Last but not the least, the alkylamines market is less competitive, with Taminco as the market leader with about 50% market share in both North America and Europe. In contrast, the other amine markets are more fragmented, with more low cost foreign competition given the relative ease of transportation.

Margin stabiity

Taminco has delivered adjusted EBITDA margins consistently above 20% for the past four fiscal years from 2009 to 2012. There are two key factors contributing to this margin stability.

One factor is that Taminco’s customers are less price sensitive. This is because Taminco’s products typically account for a small proportion of their customers’ total costs. In addition, for most of the chemical products that its customers produce, there are few viable alternatives to alkylamines and alkylamine derivatives as product inputs. This is reflected in the length of its customer relationships, with its key customers having worked with Taminco for more than a decade.
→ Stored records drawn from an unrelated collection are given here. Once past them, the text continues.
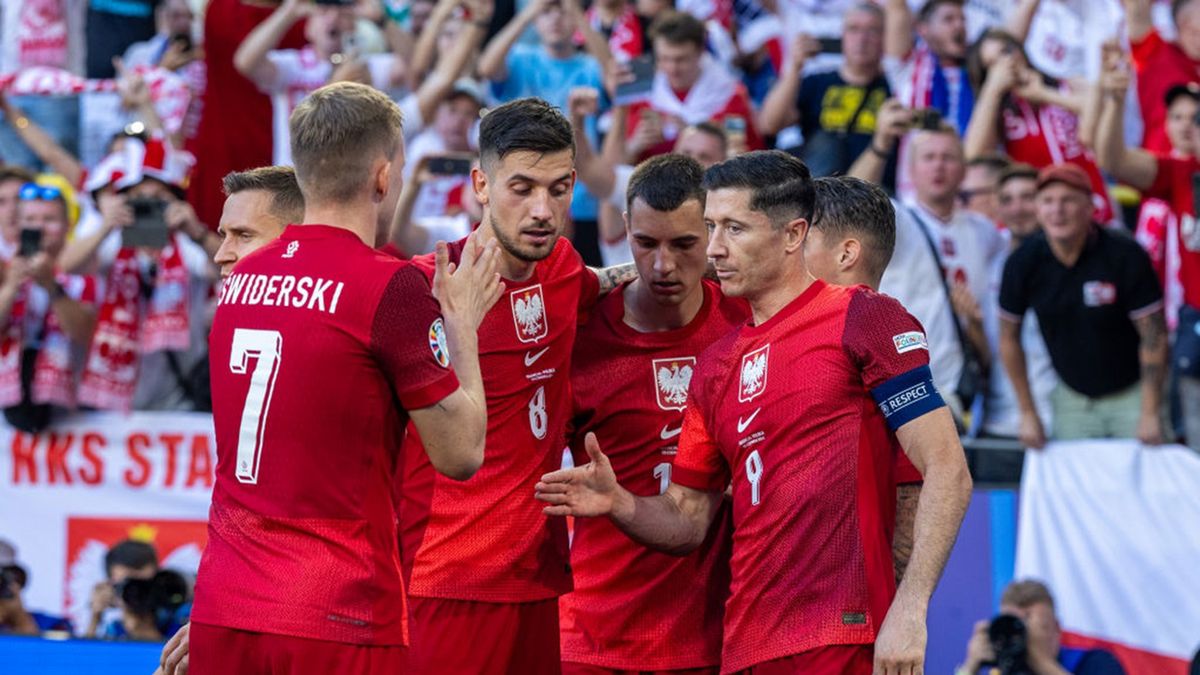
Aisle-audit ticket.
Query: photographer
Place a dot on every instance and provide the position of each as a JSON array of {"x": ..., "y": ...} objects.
[
  {"x": 150, "y": 328},
  {"x": 1025, "y": 639},
  {"x": 47, "y": 317},
  {"x": 15, "y": 620}
]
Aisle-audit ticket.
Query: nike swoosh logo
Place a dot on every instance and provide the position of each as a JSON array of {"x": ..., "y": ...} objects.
[
  {"x": 744, "y": 423},
  {"x": 532, "y": 357}
]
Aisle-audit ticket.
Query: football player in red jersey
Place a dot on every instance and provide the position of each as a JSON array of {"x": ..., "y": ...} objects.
[
  {"x": 487, "y": 566},
  {"x": 634, "y": 609},
  {"x": 322, "y": 351},
  {"x": 850, "y": 243},
  {"x": 795, "y": 408}
]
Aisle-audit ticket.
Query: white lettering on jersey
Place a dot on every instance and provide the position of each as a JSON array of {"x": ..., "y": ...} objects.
[{"x": 319, "y": 294}]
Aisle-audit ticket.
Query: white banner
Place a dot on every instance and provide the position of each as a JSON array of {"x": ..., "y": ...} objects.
[
  {"x": 1114, "y": 529},
  {"x": 69, "y": 494}
]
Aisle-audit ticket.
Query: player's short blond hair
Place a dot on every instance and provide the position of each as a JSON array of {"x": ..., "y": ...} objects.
[{"x": 337, "y": 133}]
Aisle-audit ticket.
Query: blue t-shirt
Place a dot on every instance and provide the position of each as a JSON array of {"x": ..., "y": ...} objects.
[{"x": 533, "y": 72}]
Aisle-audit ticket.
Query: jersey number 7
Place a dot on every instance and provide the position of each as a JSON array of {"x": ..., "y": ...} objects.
[{"x": 265, "y": 347}]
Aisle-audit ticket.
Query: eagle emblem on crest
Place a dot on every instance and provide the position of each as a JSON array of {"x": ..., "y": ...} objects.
[
  {"x": 529, "y": 314},
  {"x": 671, "y": 381},
  {"x": 754, "y": 374}
]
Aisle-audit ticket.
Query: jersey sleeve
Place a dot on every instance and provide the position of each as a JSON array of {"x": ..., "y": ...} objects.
[
  {"x": 1014, "y": 298},
  {"x": 408, "y": 338},
  {"x": 699, "y": 463},
  {"x": 892, "y": 354}
]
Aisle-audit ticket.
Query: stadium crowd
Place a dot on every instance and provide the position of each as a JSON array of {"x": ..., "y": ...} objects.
[{"x": 1041, "y": 157}]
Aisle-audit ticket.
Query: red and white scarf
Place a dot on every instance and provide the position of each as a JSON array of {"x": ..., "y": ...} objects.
[
  {"x": 53, "y": 378},
  {"x": 705, "y": 100},
  {"x": 127, "y": 327}
]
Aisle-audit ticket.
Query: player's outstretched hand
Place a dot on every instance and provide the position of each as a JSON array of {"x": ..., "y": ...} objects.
[
  {"x": 469, "y": 288},
  {"x": 587, "y": 490},
  {"x": 174, "y": 653},
  {"x": 900, "y": 645}
]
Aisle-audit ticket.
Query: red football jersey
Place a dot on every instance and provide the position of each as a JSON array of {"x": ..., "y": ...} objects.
[
  {"x": 315, "y": 339},
  {"x": 633, "y": 608},
  {"x": 785, "y": 410},
  {"x": 486, "y": 538}
]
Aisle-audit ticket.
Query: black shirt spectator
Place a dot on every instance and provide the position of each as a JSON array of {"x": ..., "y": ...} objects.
[{"x": 1085, "y": 310}]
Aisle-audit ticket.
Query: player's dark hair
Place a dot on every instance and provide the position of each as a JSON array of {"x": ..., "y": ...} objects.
[
  {"x": 287, "y": 201},
  {"x": 780, "y": 184},
  {"x": 679, "y": 28},
  {"x": 1014, "y": 171},
  {"x": 851, "y": 208},
  {"x": 665, "y": 181},
  {"x": 523, "y": 125},
  {"x": 928, "y": 9},
  {"x": 131, "y": 554}
]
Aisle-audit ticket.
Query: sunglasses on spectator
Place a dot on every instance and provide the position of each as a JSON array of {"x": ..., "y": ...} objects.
[
  {"x": 967, "y": 195},
  {"x": 34, "y": 192}
]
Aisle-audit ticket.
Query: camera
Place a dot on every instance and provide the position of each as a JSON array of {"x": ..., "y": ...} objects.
[
  {"x": 1008, "y": 640},
  {"x": 11, "y": 575}
]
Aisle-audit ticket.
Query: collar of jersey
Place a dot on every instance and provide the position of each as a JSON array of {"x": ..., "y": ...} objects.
[
  {"x": 317, "y": 232},
  {"x": 789, "y": 309}
]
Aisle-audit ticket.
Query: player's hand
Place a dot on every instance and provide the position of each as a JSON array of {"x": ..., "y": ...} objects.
[
  {"x": 174, "y": 653},
  {"x": 1150, "y": 428},
  {"x": 1030, "y": 432},
  {"x": 468, "y": 290},
  {"x": 583, "y": 491},
  {"x": 900, "y": 645},
  {"x": 979, "y": 649}
]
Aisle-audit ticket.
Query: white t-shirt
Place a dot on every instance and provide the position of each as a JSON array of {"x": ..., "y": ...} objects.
[
  {"x": 439, "y": 195},
  {"x": 1002, "y": 416},
  {"x": 967, "y": 245},
  {"x": 299, "y": 72}
]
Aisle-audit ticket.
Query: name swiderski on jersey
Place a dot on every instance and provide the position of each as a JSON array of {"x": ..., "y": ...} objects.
[{"x": 282, "y": 291}]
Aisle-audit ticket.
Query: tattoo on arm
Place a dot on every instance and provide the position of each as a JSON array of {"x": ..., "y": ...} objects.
[
  {"x": 613, "y": 276},
  {"x": 906, "y": 518}
]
The other factor is the way that Taminco structures its contracts to mitigate raw materials cost volatility. Half of Taminco’s contracts are cost pass-throughs; while the pricing for market-based sale contracts is renegotiated either quarterly or monthly.

Growth drivers

Going forward, there are two key growth drivers for Taminco: firstly, secular growth in its end-markets and secondly, the expanded capacity from new investments.

Taminco derived 30%, 15%, and 13% of its fiscal 2012 revenue from end markets such as agriculture, animal nutrition, and water treatment, respectively. Trends like a higher population-to-arable land ratio, a healthy diet with a preference of white meat over red meat, and increased demand for clean water will ensure a base level of demand and revenue growth for Taminco.

Taminco is also investing in new capacity to support future demand. One example is the start-up of an AlkylAlkanolAmines (AAA) unit in Nanjing in December 2012, serving the water treatment, personal & home care, and energy markets. Previously, Taminco met demand in the Asian region by exporting from Europe. Taminco is also planning to expand domestic methylamines capacity by the third quarter of 2014.

Management did not give specific guidance, but mentioned that full year fiscal 2013 adjusted EBITDA should be another record for Taminco this year. In the first quarter of fiscal 2013, net sales and volume grew 10% and 7% year-on-year, respectively, to $314 million and 144 tonnes, respectively.

Peer comparison

Taminco’s peers include The Dow Chemical Company (NYSE: DOW) and Huntsman (NYSE: HUN). They are producers of ethyleneamines and ethanolamines.

The Dow Chemical Company is the second-largest chemical company globally and it is a key customer of Taminco’s agriculture end market. Its top line remained flat for the first quarter of 2013, with sales and volume down 2% and 3% year-on-year, respectively, reflecting the impact of slower growth. Looking forward, Dow Chemical has set itself a target of $1.5 billion of sales proceeds from divestitures to optimize its portfolio and strengthen its balance sheet by reducing debt.

The divestment of its polypropylene licensing & catalyst and plastic additives businesses by the end of 2013 are expected to be key contributors. I prefer Taminco over Dow Chemical to gain exposure to the more favorable dynamics of the alkylamines market.

Huntsman is a global manufacturer of differentiated chemicals and is one of the largest customers for Taminco’s personal & home care segment. It reported a net loss of $24 million for the first quarter of 2013 due to lower titanium dioxide prices, resulting in a 22% fall in its pigments segment business. This was partially offset by higher earnings from its polyurethanes segment. I am negative on Huntsman, as it has a significant exposure to cyclical end markets such as construction, automotive, and textiles, unlike Taminco’s relatively more stable end-markets.


Taminco’s superior margins vis-à-vis other specialty chemical companies seem to have been factored into its share price. As such, I would wait for a pullback before initiating a position.